Piper pipes on about women. Light at the end? Emmm.....

John Piper on how Jesus treated women differently and 'they were amazed he was speaking to a woman'.

John Piper is on the ball here but I am not sure about the outworkings of sin which he describes which become very gender specified. Aren't women and men both capable of either being overly dominant or overly passive to equal extents? There is some slanting going on here. Where in the Bible does it say that God created men and women equal and in his mage but with the Piper appendix that they are to have differing, honourable, complementary roles? I understand that women have the children and men do not but there is something else going on here too which unfortunately has its outworking in preventing women from preaching and teaching the word of God to men. Of course, this is not explicit here or even hinted at but I sense it do you? Can you sense it too? The man is a humble courageous protector and he lays down his life for his wife but the woman should do the same if she is in Christ. This is revolutionary, yes, but because it was said to men by the apostle Paul. To quote E L Mascall, who is actually a traditionalist: 'behind St Paul's thought about the man and the woman... the fundamental relation is ...of mutual perfection and of derived partnership.'1

Where Paul advocates that the man is to lay down his life for his wife we are in an interesting place in the bible because of the way that it has been presented. We are looking at Ephesians 5:21-33. The NIV, like many bibles, incorrectly creates a separation between verse 21 and the rest of Paul's writing here. Verse 21 is the frame within which the rest of the advice should be understood. The husband and the wife are to be mutually submitted to each other: the wife to the husband as the Church to Christ and the husband to the wife as Christ to the Church. Christ died for the Church,so the husband's love for the wife is to be self-sacrificial. Paul overstated the husband's submission to the wife to counteract the authority men had over their wives in the first century. It doesn't mean that Paul didn't think that the wife shouldn't also lay down her life for her husband. She should, it just didn't need stating because it would already be assumed that she would.
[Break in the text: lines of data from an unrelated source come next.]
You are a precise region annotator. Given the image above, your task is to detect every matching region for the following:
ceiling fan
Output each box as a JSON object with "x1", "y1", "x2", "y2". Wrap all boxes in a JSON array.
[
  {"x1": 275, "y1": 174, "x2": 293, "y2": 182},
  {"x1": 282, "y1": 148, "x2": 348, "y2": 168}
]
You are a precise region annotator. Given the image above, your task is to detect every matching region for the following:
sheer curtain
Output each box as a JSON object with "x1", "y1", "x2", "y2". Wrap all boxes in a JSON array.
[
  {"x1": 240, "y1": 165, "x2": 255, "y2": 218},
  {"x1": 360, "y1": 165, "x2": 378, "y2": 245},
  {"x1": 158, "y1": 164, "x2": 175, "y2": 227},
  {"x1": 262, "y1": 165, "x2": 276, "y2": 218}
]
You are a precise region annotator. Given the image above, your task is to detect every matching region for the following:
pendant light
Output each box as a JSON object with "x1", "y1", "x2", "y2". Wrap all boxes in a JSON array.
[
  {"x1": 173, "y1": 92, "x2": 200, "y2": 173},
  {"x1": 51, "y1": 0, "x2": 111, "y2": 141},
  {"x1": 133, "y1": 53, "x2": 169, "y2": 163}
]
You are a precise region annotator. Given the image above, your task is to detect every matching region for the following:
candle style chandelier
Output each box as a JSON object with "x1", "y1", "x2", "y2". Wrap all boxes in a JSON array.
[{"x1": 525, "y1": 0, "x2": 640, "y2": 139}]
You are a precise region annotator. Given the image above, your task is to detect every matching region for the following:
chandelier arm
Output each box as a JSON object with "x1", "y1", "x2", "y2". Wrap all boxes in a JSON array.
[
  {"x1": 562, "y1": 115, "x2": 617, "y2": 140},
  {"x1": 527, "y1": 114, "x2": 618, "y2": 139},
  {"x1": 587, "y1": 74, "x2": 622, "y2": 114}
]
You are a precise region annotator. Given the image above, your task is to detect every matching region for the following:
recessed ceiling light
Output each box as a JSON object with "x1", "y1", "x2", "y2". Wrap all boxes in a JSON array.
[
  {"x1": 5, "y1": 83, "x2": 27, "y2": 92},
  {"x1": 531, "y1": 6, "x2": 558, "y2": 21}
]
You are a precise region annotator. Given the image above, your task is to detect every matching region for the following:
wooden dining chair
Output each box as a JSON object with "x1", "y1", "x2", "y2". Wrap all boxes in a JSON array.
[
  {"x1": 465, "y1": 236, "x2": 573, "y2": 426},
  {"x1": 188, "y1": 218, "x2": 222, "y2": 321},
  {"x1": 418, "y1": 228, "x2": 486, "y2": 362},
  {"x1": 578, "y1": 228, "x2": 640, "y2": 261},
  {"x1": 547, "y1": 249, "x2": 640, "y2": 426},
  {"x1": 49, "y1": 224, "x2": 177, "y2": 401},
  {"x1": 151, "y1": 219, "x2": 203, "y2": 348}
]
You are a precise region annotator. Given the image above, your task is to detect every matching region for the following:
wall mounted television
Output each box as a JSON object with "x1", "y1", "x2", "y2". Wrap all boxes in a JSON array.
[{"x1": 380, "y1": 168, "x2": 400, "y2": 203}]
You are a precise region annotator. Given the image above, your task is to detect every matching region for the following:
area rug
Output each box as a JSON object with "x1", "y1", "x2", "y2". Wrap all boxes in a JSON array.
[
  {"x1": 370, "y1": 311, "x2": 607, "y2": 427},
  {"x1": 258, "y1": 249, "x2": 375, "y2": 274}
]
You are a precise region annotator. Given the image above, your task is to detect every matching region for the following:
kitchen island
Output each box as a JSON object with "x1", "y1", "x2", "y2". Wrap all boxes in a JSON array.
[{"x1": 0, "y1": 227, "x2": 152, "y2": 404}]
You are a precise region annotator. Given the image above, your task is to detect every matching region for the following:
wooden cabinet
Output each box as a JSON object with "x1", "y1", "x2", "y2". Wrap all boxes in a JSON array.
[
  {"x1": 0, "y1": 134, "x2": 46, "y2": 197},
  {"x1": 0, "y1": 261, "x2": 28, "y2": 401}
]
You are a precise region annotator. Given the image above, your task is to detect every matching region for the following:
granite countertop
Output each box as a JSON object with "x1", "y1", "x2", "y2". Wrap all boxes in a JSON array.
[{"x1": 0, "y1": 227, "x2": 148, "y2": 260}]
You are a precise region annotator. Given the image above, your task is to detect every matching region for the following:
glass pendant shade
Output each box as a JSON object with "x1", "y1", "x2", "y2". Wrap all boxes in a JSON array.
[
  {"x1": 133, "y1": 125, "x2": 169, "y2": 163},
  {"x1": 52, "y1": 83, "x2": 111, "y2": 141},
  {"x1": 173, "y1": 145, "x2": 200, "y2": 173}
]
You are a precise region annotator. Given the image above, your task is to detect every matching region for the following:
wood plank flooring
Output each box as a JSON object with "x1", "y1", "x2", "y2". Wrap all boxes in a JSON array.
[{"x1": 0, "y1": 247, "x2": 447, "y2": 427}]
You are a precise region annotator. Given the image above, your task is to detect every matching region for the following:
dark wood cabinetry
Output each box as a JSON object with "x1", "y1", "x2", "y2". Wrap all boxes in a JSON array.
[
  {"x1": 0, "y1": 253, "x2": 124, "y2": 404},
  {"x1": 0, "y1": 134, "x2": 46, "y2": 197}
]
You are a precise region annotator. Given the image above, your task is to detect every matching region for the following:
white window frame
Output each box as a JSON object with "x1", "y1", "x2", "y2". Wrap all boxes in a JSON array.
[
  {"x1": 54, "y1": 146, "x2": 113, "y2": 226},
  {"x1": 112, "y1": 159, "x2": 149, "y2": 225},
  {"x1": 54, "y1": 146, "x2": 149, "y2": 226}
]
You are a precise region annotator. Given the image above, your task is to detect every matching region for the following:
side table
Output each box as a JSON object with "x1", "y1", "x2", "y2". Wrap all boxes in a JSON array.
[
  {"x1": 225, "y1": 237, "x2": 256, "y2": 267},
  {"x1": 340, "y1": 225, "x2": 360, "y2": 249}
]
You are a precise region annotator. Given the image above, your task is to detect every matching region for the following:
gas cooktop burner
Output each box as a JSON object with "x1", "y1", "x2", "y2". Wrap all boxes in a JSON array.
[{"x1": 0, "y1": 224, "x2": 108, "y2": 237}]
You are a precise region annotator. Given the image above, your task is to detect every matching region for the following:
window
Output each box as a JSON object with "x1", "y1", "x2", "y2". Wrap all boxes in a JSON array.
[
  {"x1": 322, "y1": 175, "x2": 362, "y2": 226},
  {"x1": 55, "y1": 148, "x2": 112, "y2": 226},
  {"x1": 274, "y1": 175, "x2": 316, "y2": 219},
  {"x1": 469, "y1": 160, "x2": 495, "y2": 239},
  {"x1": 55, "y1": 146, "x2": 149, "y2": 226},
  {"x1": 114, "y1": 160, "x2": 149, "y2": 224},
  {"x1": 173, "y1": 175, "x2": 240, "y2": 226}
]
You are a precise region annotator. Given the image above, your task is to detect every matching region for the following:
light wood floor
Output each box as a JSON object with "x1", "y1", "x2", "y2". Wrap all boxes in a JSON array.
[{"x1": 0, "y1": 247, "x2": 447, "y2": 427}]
You're so nearly there Piper.

1 MASCALL, E.L., 'Women and the Priesthood of the Church' p.119

1 comment:

Phil Almond said...

‘But as the church is subject to Christ, so also the wives to their husbands in everything’ (Ephesians 5:24 in the context of Ephesians 5:18-33).

The heart of the disagreement about the ordination of women is the disagreement over what it means in the above passage for the church to be subject to Christ and what this should mean in the above passage for the husband-wife relationship in marriage and, in 1 Corinthians 11:3, 1 Timothy 2:8-15 and 1 Timothy 3, for the man-woman relationship in the church.

It is clear from the New Testament that the church is under Christ’s authority and that all Christians ought to obey his commands and follow his leadership.

In the Ephesians passage husbands are called upon to model their relationship with their wives on Christ; wives are called upon to model their relationship with their husbands on the church. These involve self-sacrifice, love, nourishment, cherishing by Christ towards the church and husbands towards their wives, and involve being subject to Christ by the church and being subject to their own husbands by wives. Because the Christ-church, husband-wife analogy is so closely coupled, and the notion of Christ’s authority in Paul’s thought is inescapable, the notion of the husband’s authority is likewise inescapable.

One of the main attempts by supporters of the ordination of women to counter this conclusion is the view that verse 21: ‘..being subject to one another in the fear of Christ’ ‘controls’ what follows, so that the husband-wife relationship is one of mutual submission. We reply that this cannot be right since it would imply that the Christ-church relationship is likewise one of mutual submission because of the close coupling of the analogy. In response it is argued by some that the Christ-church relationship is in some sense symmetrical so that the Christ-church model husbands and wives are exhorted to imitate is a mutual submission model.

Examples of Christ’s alleged submission to the church are often given as Mark 10:35-45, Philippians 2:1-11, John 13:3-17. In each of these, Jesus speaks of himself or is spoken of as a slave or servant. But this is not submission. By coming as a slave or servant, by drinking the cup which ‘my Father hath given me’, by becoming obedient unto death, even the death of a cross, Jesus was meeting our needs, doing for us that which was necessary to save us from our sins. He was not submitting to our authority. He was obeying his Father. And the exhortation in all three passages to followers of Christ is that they should meet the needs of others by being servant to all. In the John passage Jesus says, ‘Ye call me the Teacher and the Lord, and well ye say; for I am’. The disciples were not Jesus’ Teacher and Lord.

Also if, as seems reasonable, Ephesians 5:21 – 6:9 is one connected line of thought, the verse 21 argument fails anyway because the parent-child and master-slave relationships are obviously not mutual submission relationships.

Colossians 3:18-19, ‘The wives, be ye subject to your husbands, as is befitting in the Lord. The husbands, love ye your wives and be not bitter toward them’, Titus 2:5 and 1 Peter 3:5-6 support the understanding of Ephesians 5 given above.